Korruption, la 'marca España'
- La prensa internacional prepara más munición mientras avanza el harakiri del país
España es un referente de corrupción para la prensa internacional, que prepara nueva munición ante el incesante espectáculo político y empresarial.
El mundo tiene los ojos fijados en España. Busca signos que indiquen que su autoproclamada “clase política” ofrece muestras de cambio. Pero lo que ve son incendiarios arrojando más gasolina sobre la imagen de un país que arde por los cuatro costados.
Valga un ejemplo. El periódico alemán Süddeutsche Zeitung publicó el 24 de enero un editorial en el que duda de la capacidad de dicha casta para “para sanear un país en peligro de quiebra”. Dos días después, este sábado, Josep Antoni Duran, líder de Convergència, declaró a Catalunya Radio: “Sí, hay que hacer un gran pacto, tenemos que ir más allá, hemos mejorado, pero corrupción habrá siempre, siempre donde hay un ser humano hay posibilidad de corrupción”. En Alemania se escribe korruption.
Serial del New York Times
Las declaraciones de Duran ya podrían formar parte del dosier que maneja la redacción de The New York Times, que prepara una serie de reportajes sobre la corrupción en España, según ha adelantado en declaraciones recogidas por Efe del fotógrafo Samuel Aranda (premio World Press Photo 2012), que se encargará de ilustrarlos. El rotativo estadounidense ya dedicó espacio en mayo de 2011 a un texto que retrató al ex presidente de la Generalitat valenciana, Francisco Camps, como botón de muestra de la putrefacción institucional y empresarial española.
En Francia
España también huele mal al otro lado de los Pirineos. El diario francés Le Monde, puso como paradigma en su caso al ex presidente de la patronal CEOE, Gerardo Díaz Ferrán. “Es el símbolo de la España corroída por la corrupción”, escribió.

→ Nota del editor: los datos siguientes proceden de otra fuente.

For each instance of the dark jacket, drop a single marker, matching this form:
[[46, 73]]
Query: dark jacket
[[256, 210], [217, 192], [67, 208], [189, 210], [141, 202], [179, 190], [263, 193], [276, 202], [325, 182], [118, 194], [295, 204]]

La percepción de que España es un país cada vez menos fiable según la visión de la prensa internacional alcanza todos los niveles. Hasta los más elevados. The Times, en su suplemento de Educación Superior, hizo referencia a la “corrupción, politización y nepotización” del sistema universitario español.
Mientras, el informe sobre el índice de percepción de la corrupción que elabora anualmente la organización no gubernamental Transparencia Internacional coloca a España al mismo nivel que Botsuana, en un territorio naranja que tiende al rojo. Quizás porque, siguiendo el hilo de Duran, se trate de un país humano, demasiado humano.